How can we leverage large amounts of unsupervised data models to accelerate target discovery and drug design? In this talk, Dr. Song Le from BioMap and Mohamed bin Zayed University of AI (MBZUAI) will introduce the xTrimo family of large-scale and interrelated pre-trained models across a multiscale of biological processes, integrating a huge amount of data from protein sequences, structures, protein-protein interactions and single-cell transcriptomics data. These pretrained models could be used downstream to address many problems arising from target discovery and drug design. Dr. Song will then conclude the talk by illustrating examples, to show that xTrimo models may achieve State-Of-The-Art (SOTA) in drug target combination and antigen-antibody complex structure predictions.

SPEAKER
talks--song-le
Dr. Song Le
Chief AI Scientist, BioMap
Professor & Department Chair,
Mohamed bin Zayed University of AI (MBZUAI)
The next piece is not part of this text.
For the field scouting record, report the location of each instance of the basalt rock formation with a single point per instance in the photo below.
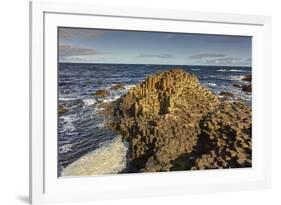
(173, 123)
Dr. Song Le is a deep learning and graph neural network expert and has extensive experience in AI technology and engineering. He is now the Chief Technology Officer and Chief AI Scientist at BioMap, where he leads the efforts in strategic planning and technological development of xTrimo - a large-scale model for life science and constructs the high-throughput, closed-looped system to complement the AI engine. Prior to joining BioMap, Dr. Song was a Professor and the Department Chair of Machine Learning at MBZUAI, an Associate Professor in the College of Computing and the Associate Director of the Machine Learning Center at the Georgia Institute of Technology. He was also the Head of the Deep Learning team at Ant Financial and a researcher at the Alibaba DAMO Academy and Google. Since 2008, Dr. Song started to work on AI for life science problems when he was a post doc at Carnegie Mellon University and has done a series of impactful work related to target discovery and drug design using machine learning methods. His work has earned him numerous Best Paper Awards in major AI conferences such as NeurIPS, ICML and AISTATS, to name a few. Dr. Song is also a board member of ICML and the program chair for ICML 2022.